Surgery · Esophagus and Stomach Surgery (GERD, Carcinoma Stomach, Peptic Ulcer)

A 63-year-old man undergoes subtotal oesophagectomy with gastric conduit for mid-oesophageal squamous cell carcinoma. On day 5 postoperatively, he develops tachycardia, pyrexia, and surgical emphysema in the neck.

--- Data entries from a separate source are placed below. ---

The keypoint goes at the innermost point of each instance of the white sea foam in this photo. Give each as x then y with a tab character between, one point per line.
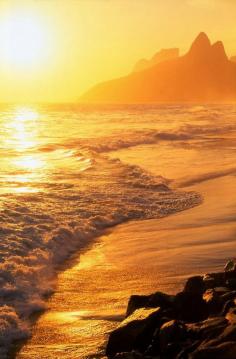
73	193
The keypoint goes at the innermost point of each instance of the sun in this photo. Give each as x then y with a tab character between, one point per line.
24	40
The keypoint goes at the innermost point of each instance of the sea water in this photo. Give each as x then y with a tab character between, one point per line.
68	173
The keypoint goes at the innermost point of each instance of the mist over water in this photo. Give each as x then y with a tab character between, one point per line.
61	185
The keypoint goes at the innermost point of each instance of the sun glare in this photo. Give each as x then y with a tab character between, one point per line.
23	39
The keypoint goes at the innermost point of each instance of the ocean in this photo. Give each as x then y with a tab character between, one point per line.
161	178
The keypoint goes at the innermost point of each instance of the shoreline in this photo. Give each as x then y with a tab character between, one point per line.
197	323
102	261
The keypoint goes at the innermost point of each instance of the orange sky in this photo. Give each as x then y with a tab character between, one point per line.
77	43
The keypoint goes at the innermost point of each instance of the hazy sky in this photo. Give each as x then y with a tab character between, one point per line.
68	45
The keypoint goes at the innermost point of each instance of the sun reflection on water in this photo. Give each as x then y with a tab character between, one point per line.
21	139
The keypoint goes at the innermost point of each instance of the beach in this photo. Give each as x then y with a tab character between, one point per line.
140	257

Which complication has occurred and what is the investigation of choice?

  • A Anastomotic leak — confirmed by water-soluble contrast swallow or CT with oral contrast
  • B Chylothorax — confirmed by milky pleural fluid on chest drain
  • C Aspiration pneumonia — confirmed by bronchoscopy
  • D Wound infection — confirmed by wound swab culture
Correct answer: A. Anastomotic leak — confirmed by water-soluble contrast swallow or CT with oral contrast

Explanation

Anastomotic leak after oesophagectomy typically presents between days 3-7 with fever, tachycardia, sepsis, and surgical emphysema in the neck (from the cervical anastomosis site) or pleural effusion (from intrathoracic leaks). It is confirmed by water-soluble contrast swallow (gastrografin) or CT with oral contrast showing extravasation. Anastomotic leak is the most feared complication of oesophageal surgery, with mortality up to 30%. Management depends on severity — from conservative (nil by mouth, antibiotics, drainage) to endoscopic stenting or reoperation.

Reference: Bailey & Love's Short Practice of Surgery, 27th ed.